Das 100-Milliarden-Euro-Programm soll nach den Vorstellungen der GEW über ein Sondervermögen finanziert werden. Von dem Geld soll auch ein auf zehn Jahre angelegtes Sanierungsprogramm für Bildungsgebäude finanziert werden, allein für Schulbauten beträgt der Investitionsstau rund 45 Milliarden Euro. Die weiteren Forderungen der Bildungsgewerkschaft betreffen das Ganztagsprogramm, das Kitaqualitätsentwicklungsgesetz, das Startchancenprogramm, das Wissenschaftszeitvertragsgesetz und den Pakt für berufliche Schulen.
„In allen Bildungsbereichen, insbesondere in Kitas und den Schulen, herrscht ein riesiger Fachkräftemangel, der alles überlagert und alle Herausforderungen verstärkt.“ (Maike Finnern)
Finnern monierte jedoch grundsätzlich: „Das Bildungssystem in Deutschland ist seit Jahrzehnten deutlich unterfinanziert – mit dramatischen Folgen. In allen Bildungsbereichen, insbesondere in Kitas und den Schulen, herrscht ein riesiger Fachkräftemangel, der alles überlagert und alle Herausforderungen verstärkt.
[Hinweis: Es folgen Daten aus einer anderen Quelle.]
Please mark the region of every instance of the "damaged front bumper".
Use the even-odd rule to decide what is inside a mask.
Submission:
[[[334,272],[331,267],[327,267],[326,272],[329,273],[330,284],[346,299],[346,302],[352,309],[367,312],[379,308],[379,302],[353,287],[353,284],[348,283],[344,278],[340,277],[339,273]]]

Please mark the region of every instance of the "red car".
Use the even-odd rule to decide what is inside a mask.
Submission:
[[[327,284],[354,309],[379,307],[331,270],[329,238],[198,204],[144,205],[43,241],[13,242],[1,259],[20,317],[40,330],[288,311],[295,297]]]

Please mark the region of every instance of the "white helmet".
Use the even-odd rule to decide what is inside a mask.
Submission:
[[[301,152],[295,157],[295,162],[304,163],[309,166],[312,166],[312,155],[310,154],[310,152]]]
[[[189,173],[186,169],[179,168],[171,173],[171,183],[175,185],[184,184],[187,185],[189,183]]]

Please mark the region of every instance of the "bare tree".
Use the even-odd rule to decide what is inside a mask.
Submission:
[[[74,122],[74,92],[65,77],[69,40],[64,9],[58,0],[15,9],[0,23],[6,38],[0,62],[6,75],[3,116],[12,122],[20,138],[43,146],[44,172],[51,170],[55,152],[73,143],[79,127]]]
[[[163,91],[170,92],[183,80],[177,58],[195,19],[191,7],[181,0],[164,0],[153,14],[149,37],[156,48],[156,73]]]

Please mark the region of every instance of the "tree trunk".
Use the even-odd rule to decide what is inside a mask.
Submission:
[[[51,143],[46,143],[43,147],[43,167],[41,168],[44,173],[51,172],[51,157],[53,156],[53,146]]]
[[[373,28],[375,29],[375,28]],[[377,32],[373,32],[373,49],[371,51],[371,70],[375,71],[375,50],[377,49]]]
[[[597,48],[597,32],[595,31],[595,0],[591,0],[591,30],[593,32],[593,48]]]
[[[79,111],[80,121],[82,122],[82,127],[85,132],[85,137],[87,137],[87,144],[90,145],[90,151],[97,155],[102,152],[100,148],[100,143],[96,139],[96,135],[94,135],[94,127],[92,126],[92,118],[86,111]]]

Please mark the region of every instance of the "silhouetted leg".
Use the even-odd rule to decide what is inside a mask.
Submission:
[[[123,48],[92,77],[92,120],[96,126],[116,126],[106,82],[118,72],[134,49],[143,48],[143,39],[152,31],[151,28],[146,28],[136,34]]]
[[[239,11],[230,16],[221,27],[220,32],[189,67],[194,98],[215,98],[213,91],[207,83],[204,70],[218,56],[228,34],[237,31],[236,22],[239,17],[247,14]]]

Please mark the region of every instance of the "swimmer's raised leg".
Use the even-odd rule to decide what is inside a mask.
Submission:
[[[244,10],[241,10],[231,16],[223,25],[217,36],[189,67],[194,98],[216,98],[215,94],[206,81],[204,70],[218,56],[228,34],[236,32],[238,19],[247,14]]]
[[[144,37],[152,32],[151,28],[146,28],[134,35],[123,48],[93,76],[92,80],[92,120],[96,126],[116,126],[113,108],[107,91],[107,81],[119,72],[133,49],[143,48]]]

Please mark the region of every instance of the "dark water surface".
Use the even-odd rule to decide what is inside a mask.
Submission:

Er stellt die Umsetzung gesellschaftlich notwendiger Schritte wie den Rechtsanspruch auf Ganztag an Grundschulen infrage. Die PISA- und IQB-Studien belegen beispielsweise, dass sich die Leistungen der Schülerinnen und Schüler verschlechtern.“ Damit sich der Bund stärker an der Finanzierung des Bildungswesens beteiligen könne, müsse das Kooperationsverbot in der Bildung endlich komplett gestrichen werden.
Mehr Chancengleichheit kostet mehr Geld
Mit Blick auf das Ganztagsprogramm betonte die GEW-Vorsitzende: „Der Rechtsanspruch auf einen Ganztagsplatz an Grundschulen hat höchste gesellschaftliche Bedeutung: Das Vorhaben soll einen Beitrag zu mehr Chancengleichheit leisten und für eine bessere Vereinbarkeit von Familie und Beruf sorgen.“ Dafür seien eine gute und verstetigte Ausfinanzierung des Projekts sowie die Bereitstellung der benötigten Fachkräfte unabdingbar. „Beide Voraussetzungen sind bisher nicht sichergestellt.“
Auch die Weiterentwicklung des „Gute Kita Gesetzes“ zum „Kitaqualitätsentwicklungsgesetz“, der zentrale Baustein in der frühkindlichen Bildung, stehe und falle mit einer guten und stetigen Kofinanzierung durch den Bund. „Hier sind die geplanten Gelder bei weitem nicht ausreichend.“
Die Bildungsgewerkschaft kritisiert zudem, dass das Startchancenprogramm der Bundesregierung gegen eine zunehmende Spaltung der Gesellschaft erst im Schuljahr 2024/25 anlaufen solle. „Die Initiative kommt viel zu spät und steht unter einem Haushaltsvorbehalt“, sagte Finnern. Die Gelder müssten so gesteuert werden, dass sie dort ankämen, wo sie am meisten benötigt würden: bei den Schulen in schwierigen sozialen Lagen.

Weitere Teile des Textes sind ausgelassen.